The protesters were calling on Amnesty to issue a statement condemning Turkey’s treatment of imprisoned Kurdistan Workers’ Party (PKK) founder Abdullah Ocalan.

The organisation has refused to do this, though it supported Turkey’s authoritarian president Recep Tayyip Erdogan when he was imprisoned in the 1990s.

The activists were drawn from the London Kurdish Community Centre, the Migrant Workers’ Association (Gik-Der), the Socialist Women’s Union and the Kurdish People’s Assembly.

During their three-day occupation of the lobby, the activists reported that Amnesty denied them access to toilets and fresh air.

Ali Has, a solicitor for 10 of the arrestees, told the Morning Star: “Amnesty should think long and hard as now this will affect its image as a human-rights defender.

“Not only have they mistreated the protesters, their right to peaceful protest and human dignity, but they have now effectively excluded a vulnerable section of the community, namely the Kurdish people, from being able to access it.

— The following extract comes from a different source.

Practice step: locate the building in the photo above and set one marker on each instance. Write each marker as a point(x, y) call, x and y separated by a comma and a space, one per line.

“The clear message being that Amnesty will not stand up for the human rights of the Kurdish people and their ongoing struggle for the right to live peacefully, with dignity and as a people.”

The British Alevi Federation said Amnesty’s behaviour “needs to be exposed to the whole world.”

“While we as oppressed communities would expect support from such organisations, we have seen that these organisations have become institutions and officers of international persecution.”

In a statement Amnesty said: “This entire episode has been deeply disturbing.”